Saturday, January 15, 2011

The next big thing in digital: Visual Search and Image Recognition









 




The likes of Google and Facebook are going beyond the hypertext form of indexing into a visual realm. Say hello to the hyperimage.

It's being used for online shopping in Google's Boutiques.com website and will be coming soon to all Facebook users as part of its 'facial recognition' photo tagging feature, enabling your name to be suggested to friends when a photo looks like you.






But the potential for this goes far beyond the mere enhanced shopping or stalking experience. This could be another step closer to the real Memex.

With the sea of data that traverses the internet every day, the web now faces the same challenges that traditional media, librarians and scholars have struggled with for years. How do we sort all that information out and present it so that it makes sense? And how does one find quality information that's relevant?

NYU Professor Clay Shirky highlighted this issue during his presentation at the Web 2.0 Expo in New York:
"All of those other media types have the same economics. Whether it's a printing press or a TV tower: 'It cost me a lot of money to get started, and so I had to filter for quality'.
So here's what the internet did: it introduced for the first time post-Gutenberg economics. The cost of producing anything by anyone has fallen through the floor, and as a result, there's no economic logic that says you have to filter for quality before you publish."

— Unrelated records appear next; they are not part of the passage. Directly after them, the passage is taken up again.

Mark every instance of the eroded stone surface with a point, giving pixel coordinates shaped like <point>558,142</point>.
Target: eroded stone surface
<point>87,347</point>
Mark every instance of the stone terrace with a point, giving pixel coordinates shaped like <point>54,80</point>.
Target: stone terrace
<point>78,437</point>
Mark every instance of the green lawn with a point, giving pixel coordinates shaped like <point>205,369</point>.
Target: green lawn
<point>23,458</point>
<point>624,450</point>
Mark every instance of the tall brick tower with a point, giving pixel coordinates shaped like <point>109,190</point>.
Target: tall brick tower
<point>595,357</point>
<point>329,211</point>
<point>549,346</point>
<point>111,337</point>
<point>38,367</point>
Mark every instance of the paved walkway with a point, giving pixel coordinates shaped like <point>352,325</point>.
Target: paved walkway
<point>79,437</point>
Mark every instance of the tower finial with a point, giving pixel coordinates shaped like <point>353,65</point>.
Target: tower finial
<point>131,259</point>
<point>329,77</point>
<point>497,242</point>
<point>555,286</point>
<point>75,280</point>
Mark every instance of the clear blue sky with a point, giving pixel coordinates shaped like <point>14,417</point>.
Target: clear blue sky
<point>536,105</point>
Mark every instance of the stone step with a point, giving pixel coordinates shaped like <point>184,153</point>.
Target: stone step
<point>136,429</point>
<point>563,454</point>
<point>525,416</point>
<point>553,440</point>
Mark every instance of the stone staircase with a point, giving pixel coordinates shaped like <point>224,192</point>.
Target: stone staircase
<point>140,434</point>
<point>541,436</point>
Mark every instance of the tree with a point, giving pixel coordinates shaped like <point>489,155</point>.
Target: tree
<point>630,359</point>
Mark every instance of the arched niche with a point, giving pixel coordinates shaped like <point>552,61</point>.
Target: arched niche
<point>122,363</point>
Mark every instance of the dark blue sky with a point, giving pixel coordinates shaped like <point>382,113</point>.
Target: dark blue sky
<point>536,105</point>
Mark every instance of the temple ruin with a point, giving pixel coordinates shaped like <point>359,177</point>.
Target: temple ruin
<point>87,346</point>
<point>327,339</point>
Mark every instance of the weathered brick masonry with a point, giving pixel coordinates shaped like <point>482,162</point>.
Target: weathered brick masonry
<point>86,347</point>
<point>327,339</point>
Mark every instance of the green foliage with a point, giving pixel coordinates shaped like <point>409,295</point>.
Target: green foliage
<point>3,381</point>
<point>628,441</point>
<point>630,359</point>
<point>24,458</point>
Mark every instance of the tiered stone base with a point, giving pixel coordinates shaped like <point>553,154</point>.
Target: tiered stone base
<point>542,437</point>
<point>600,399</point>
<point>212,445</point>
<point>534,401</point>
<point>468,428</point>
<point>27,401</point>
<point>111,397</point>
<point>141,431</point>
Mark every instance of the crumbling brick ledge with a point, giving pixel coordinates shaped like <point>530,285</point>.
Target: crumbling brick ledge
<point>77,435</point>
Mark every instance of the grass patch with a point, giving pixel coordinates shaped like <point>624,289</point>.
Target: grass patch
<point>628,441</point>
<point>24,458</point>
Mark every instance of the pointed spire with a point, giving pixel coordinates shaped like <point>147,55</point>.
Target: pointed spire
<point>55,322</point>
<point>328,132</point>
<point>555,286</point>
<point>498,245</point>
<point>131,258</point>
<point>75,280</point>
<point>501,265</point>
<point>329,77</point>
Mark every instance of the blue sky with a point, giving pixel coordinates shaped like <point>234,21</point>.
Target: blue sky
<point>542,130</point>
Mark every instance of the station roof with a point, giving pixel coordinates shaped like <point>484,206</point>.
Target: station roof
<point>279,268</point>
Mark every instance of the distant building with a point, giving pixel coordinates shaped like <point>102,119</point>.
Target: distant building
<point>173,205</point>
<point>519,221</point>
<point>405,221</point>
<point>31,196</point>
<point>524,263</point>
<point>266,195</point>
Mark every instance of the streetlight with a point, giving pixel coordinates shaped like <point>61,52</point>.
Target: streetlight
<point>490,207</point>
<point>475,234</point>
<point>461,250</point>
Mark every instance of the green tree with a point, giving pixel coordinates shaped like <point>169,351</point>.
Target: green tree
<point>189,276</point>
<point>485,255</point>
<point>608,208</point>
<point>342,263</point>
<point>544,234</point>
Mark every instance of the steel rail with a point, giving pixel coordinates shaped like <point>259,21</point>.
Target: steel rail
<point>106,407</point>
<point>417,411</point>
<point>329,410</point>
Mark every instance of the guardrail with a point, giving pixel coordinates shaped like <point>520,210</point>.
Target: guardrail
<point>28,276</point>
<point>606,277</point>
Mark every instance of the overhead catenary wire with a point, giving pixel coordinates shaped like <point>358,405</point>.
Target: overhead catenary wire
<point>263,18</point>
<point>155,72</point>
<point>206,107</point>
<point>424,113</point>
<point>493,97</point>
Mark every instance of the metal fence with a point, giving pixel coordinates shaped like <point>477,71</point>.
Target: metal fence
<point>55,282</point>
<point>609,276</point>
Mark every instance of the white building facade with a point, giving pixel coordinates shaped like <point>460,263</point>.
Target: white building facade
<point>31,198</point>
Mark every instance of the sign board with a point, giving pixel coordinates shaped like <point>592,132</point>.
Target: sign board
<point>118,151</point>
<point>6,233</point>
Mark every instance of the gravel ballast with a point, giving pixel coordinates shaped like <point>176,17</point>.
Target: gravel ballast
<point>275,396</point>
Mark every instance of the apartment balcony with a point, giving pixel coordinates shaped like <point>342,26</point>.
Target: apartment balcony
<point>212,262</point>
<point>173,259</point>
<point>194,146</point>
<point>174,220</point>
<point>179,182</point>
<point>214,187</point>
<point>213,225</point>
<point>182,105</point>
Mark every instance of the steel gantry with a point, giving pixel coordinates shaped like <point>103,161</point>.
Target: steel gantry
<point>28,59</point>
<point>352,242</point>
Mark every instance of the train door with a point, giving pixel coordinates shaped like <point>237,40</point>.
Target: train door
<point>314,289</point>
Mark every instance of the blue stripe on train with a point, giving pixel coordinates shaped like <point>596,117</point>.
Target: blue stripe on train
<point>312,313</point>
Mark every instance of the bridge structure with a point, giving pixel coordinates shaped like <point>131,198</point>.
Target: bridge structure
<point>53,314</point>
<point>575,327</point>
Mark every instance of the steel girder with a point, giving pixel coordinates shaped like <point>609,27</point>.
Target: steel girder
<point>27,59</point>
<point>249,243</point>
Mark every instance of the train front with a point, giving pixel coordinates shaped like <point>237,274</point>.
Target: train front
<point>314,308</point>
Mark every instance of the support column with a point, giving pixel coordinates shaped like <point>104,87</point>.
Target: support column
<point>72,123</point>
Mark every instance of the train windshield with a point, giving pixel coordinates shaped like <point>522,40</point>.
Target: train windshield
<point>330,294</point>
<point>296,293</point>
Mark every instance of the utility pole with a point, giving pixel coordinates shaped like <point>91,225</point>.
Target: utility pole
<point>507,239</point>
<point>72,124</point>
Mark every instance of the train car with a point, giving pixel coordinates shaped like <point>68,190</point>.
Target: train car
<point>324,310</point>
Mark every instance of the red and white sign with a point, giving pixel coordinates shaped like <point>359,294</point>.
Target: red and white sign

It's Not Information Overload. It's Filter Failure.

In the pioneering article, 'As We May Think', published in the Atlantic Magazine's July, 1945 issue, Dr. Vannevar Bush clearly vents his frustrations on the way scientific research is organised and retrieved, based on the system design issues he observed which are quite similar to what's happening on the web today:

"Our ineptitude in getting at the record is largely caused by the artificiality of systems of indexing. When data of any sort are placed in storage, they are filed alphabetically or numerically, and information is found (when it is) by tracing it down from subclass to subclass. It can be in only one place, unless duplicates are used; one has to have rules as to which path will locate it, and the rules are cumbersome. Having found one item, moreover, one has to emerge from the system and re-enter on a new path.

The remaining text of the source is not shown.